3.- Objetos comunes: Dale juguetes que pueda doblar, girar, sacudir, mover, abrir y cerrar, pues en casa hay llaves de agua, apagadores de luz, palancas de baño y más objetos que deberá usar en un momento dado, por lo que necesita estar preparado tanto física como mentalmente para aprender a controlar su uso.
4.- Explorar: Así como los espacios de aprendizaje, crea espacios seguros pero interesantes de descubrir, donde pueda moverse con libertad y vaya conociendo dónde vive. No lo dejes horas en una cuna o silla, sólo porque crees que está seguro con dos peluches. El tiempo de sus primeros días vuela.
5.- Tú voz es guía: Habla con tu hijo. Los niños no aprenden de oír aparatos o personajes animados. La interacción con las personas reales es su mejor guía. La entonación, las palabras, la coherencia entre lo que oyen, ven y sienten, es una marejada de información que necesitan recibir y sentir de ti.

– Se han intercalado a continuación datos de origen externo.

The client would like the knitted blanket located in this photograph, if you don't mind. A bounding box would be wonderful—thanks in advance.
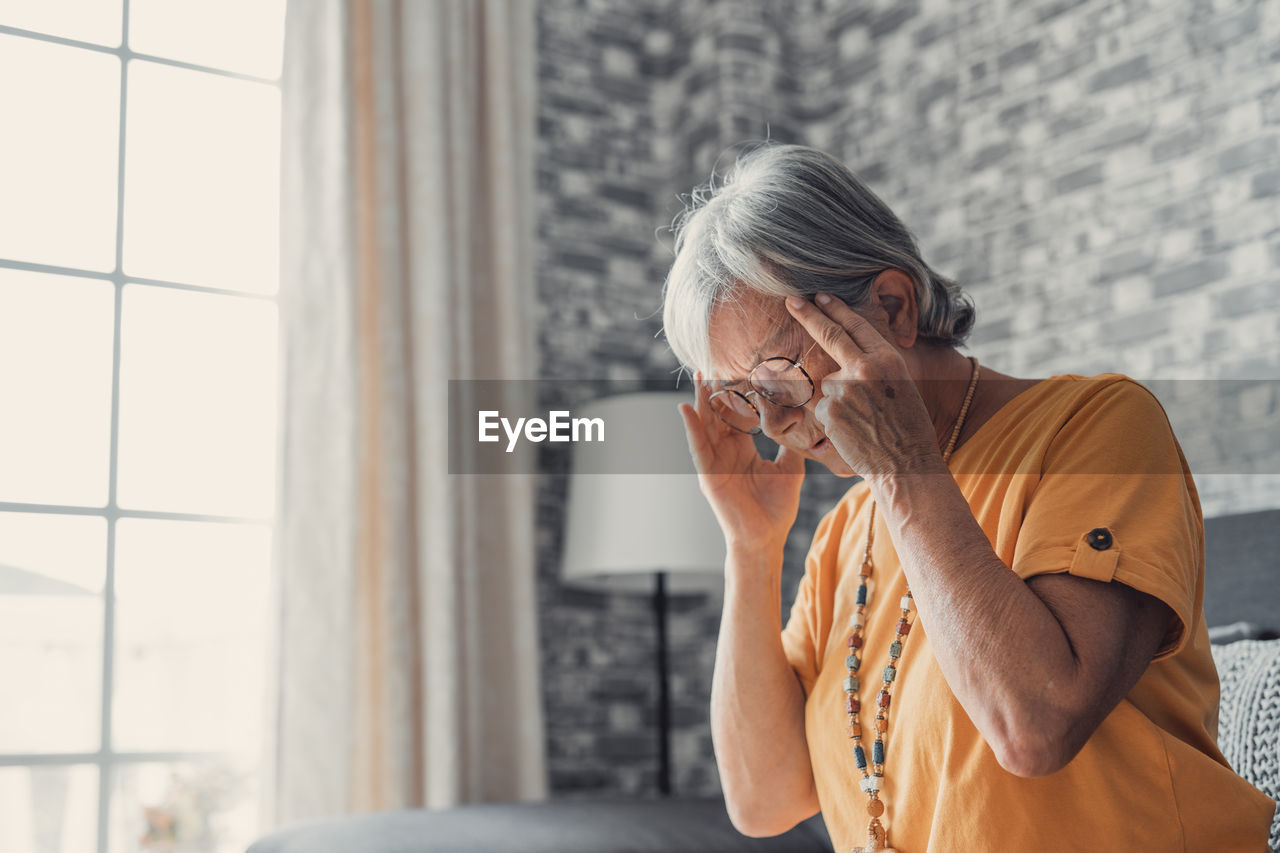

6.- Participa: Al hablarle y jugar, participa e involúcrate en lo que para el niño o niña sea importante. No busques distraer su atención hacia algo que a ti te convenga por tiempo, ganas o desinterés.
7.- Celebren los nuevos logros, la habilidad que hoy adquirió, el reto que pudo cumplir, todo eso hay que celebrarlo, y por ende, motivarlo a que busque nuevos retos, aplicando lo ya aprendido. Pero NO lo presiones ni te quedes ahí hasta que haga otra novedad; paso a pasito.

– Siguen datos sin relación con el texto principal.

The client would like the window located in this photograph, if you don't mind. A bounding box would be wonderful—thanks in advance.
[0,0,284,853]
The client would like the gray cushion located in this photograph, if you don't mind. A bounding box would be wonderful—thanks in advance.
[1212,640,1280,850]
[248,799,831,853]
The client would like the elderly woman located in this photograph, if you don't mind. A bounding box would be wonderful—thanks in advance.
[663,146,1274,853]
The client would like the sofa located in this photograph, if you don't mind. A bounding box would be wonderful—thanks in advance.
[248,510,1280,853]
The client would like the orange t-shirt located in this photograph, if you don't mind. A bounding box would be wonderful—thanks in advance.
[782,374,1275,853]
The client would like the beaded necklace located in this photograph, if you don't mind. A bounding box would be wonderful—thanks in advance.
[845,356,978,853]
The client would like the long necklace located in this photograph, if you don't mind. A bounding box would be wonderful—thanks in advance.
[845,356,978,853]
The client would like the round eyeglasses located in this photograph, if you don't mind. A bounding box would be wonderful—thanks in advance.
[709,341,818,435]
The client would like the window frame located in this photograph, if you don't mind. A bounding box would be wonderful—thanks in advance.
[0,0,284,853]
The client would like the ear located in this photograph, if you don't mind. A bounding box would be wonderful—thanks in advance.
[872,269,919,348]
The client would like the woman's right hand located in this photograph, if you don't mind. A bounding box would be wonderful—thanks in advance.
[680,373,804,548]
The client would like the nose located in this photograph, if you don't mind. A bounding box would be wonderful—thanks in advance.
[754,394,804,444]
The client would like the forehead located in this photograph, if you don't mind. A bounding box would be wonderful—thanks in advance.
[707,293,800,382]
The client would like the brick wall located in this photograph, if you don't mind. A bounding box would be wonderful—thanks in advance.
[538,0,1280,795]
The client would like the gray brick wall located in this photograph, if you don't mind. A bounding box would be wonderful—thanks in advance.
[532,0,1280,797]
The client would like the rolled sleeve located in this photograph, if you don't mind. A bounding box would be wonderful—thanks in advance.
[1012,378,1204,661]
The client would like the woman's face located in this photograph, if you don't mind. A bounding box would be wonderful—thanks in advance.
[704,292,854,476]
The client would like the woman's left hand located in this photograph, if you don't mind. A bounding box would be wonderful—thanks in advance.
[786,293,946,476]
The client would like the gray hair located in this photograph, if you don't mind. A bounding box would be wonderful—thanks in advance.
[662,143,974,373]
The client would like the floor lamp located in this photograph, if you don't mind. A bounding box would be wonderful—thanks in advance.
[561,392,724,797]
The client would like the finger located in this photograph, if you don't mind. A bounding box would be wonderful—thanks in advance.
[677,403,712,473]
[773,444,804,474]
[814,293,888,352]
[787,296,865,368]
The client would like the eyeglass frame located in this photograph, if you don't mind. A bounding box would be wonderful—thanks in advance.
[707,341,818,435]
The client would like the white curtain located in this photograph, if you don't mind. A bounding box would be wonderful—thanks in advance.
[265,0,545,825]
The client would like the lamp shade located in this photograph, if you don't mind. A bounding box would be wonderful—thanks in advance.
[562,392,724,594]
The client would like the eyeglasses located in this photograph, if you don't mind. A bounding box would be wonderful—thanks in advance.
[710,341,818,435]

8.- Leer: El estímulo comienza desde que pones a su disposición libros, y le permites tomarlos y explorarlos aunque aún no sepa leer, pero léele cerca y en voz alta. No necesitas ser un ‘cuenta cuentos’ profesional, sólo sé tú fomentando sus sentidos e imaginación. De ese modo lo ayudas a su alfabetización desde hoy.

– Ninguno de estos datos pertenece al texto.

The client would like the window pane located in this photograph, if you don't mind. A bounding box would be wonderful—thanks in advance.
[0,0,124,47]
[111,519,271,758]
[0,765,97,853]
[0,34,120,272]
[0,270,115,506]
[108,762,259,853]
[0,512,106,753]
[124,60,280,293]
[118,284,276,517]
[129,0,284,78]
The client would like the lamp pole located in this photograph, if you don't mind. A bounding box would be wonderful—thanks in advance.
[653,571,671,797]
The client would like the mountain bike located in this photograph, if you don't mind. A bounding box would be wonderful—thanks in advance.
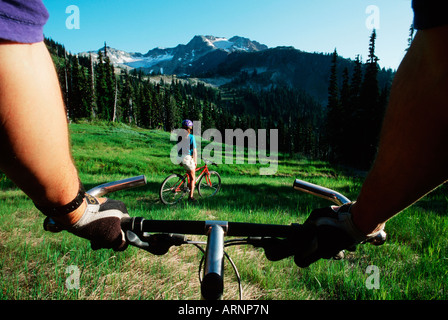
[44,176,386,300]
[159,159,221,205]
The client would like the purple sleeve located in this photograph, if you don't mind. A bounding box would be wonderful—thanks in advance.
[412,0,448,30]
[0,0,49,43]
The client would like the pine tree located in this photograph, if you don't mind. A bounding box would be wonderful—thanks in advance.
[356,30,383,169]
[326,49,342,161]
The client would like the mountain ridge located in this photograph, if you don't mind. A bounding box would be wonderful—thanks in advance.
[81,35,393,104]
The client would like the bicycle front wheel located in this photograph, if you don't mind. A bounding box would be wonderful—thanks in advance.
[198,171,221,198]
[159,174,189,205]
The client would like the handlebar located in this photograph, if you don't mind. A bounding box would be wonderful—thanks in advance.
[44,175,386,300]
[293,179,351,206]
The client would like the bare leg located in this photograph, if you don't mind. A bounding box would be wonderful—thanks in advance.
[352,26,448,234]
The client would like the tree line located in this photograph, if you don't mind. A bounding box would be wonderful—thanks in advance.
[45,32,389,168]
[325,30,392,169]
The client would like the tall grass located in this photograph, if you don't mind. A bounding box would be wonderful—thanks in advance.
[0,123,448,300]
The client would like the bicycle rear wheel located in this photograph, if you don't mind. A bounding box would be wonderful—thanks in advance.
[159,173,189,205]
[198,171,221,198]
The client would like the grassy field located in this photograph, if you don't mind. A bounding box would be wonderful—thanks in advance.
[0,123,448,300]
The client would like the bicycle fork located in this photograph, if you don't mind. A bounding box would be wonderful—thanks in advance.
[201,221,228,300]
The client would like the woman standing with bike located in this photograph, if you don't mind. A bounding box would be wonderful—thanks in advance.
[177,119,198,202]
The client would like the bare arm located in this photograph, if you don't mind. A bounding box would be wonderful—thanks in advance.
[352,26,448,234]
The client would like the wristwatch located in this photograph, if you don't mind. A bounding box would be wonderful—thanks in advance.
[34,182,86,217]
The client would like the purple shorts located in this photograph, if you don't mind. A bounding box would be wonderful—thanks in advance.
[0,0,49,43]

9.- Sanción y comprensión: Piensa que está en una etapa de aprendizaje. Si tira algo al piso, si todo muerde o todo quiere rebotar, está aprendiendo a que hay causas y efectos, ensayo y error. No lo castigues ni ridiculices ni humilles por los resultados que tu hijo viva al explorar sanamente su entorno. Está aprendiendo y tú eres su maestro. Apóyalo, nadie dijo que era fácil ni para ti, mucho menos para ellos que van empezando a vivir.

Y por último…
10.- ¡Sé creativo! Como buen maestro, permite que tu hijo-alumno tenga cada día el mejor y más seguro ambiente para descubrir el mundo. Investiga, mira algún tutorial en la red, pide ayuda. No necesitas gastar mucho dinero ni remodelar tu casa. Usa tu imaginación e ingenio. Que tu hijo sea el mejor estímulo para que desarrolles tus capacidades de pintor, científico, físico, contador de cuentos, actor de doblajes, guardia de seguridad, o el manipulador de marionetas de calcetín que jamás creíste llegar a ser.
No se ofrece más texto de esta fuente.